No entanto, enfatizam ambos, existem situações delicadas quando se trata de uma relação de trabalho ou de prestação de serviços, especialmente em casos de patentes, diante das quais, se não houver cláusula contratual explícita, pode ocorrer que a patente seja de titularidade exclusiva do empregador, pode ser propriedade exclusiva do trabalhador (quando o produto obtido não está relacionado com o contrato e os recursos do contratante não foram utilizados) ou pode ser atribuída a ambas as partes (quando o produto deriva da contribuição do trabalhador graças ao uso de recursos contratados).

“Finalmente, surgem preocupações adicionais de propriedade intelectual quando os jogos incluem conteúdo gerado pelo usuário. A propriedade do conteúdo gerado pelo usuário deve ser estipulada nos termos e condições do usuário”, diz Campello.

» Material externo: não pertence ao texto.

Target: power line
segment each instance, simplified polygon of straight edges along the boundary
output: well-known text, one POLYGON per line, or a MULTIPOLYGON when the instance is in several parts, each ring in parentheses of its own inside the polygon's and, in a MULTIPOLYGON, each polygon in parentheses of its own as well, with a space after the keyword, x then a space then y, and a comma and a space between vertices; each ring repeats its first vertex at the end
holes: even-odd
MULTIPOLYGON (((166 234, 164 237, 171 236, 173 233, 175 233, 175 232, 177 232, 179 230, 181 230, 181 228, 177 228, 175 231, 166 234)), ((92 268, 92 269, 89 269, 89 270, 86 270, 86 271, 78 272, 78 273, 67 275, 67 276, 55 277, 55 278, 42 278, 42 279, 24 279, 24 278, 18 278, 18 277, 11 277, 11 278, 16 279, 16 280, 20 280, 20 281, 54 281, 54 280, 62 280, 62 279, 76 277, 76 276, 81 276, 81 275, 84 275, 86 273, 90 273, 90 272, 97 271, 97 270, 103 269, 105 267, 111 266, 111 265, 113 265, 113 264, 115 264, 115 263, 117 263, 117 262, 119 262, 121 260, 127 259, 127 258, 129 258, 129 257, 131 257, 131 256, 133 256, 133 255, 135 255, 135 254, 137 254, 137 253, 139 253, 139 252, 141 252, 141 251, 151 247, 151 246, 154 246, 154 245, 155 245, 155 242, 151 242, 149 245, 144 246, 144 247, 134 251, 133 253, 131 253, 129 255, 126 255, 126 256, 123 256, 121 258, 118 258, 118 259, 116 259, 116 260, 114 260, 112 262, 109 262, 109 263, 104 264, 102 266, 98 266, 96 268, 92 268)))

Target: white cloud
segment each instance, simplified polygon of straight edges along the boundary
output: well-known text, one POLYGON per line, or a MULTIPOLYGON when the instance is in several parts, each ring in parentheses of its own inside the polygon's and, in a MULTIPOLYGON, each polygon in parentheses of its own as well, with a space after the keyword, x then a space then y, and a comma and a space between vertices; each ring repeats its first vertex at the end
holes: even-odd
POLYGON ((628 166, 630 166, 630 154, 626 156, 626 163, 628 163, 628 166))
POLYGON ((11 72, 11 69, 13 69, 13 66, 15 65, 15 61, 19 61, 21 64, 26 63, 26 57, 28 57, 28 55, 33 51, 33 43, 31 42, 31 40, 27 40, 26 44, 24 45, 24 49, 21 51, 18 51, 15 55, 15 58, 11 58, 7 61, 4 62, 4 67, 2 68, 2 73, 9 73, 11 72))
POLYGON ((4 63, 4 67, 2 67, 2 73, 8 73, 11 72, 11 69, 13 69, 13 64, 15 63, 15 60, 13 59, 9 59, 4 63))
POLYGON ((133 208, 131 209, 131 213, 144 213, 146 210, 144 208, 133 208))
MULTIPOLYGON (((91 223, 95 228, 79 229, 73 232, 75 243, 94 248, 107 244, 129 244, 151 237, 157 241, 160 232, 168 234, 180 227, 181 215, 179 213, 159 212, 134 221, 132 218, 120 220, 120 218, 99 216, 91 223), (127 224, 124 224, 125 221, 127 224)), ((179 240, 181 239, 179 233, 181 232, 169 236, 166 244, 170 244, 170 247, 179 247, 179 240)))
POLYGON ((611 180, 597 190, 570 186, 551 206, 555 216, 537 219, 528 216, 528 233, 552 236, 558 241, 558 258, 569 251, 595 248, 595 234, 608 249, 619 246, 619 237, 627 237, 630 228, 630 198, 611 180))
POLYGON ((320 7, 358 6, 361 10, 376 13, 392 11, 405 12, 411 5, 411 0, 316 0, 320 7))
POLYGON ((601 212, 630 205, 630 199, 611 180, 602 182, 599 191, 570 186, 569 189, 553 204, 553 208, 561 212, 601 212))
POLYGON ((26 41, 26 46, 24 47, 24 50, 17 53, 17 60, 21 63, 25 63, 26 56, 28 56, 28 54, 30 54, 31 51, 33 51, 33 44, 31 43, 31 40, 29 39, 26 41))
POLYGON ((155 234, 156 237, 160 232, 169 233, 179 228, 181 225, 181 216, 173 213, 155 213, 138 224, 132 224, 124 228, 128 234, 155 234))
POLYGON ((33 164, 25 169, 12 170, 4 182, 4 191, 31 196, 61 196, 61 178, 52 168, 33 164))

O que nunca se deve perder de vista em todo este processo é que os operadores de jogos eletrônicos devem seguir e demonstrar ao público em geral o cumprimento da legislação, bem como o tratamento otimizado e inteligente dos seus dados pessoais, de forma a colher todos os benefícios vantagens que o mercado de jogos e apostas possui, sem esquecer também todas as oportunidades de rentabilização e crescimento relacionadas com a gestão adequada dos ativos intangíveis associados a cada jogo lançado ao público.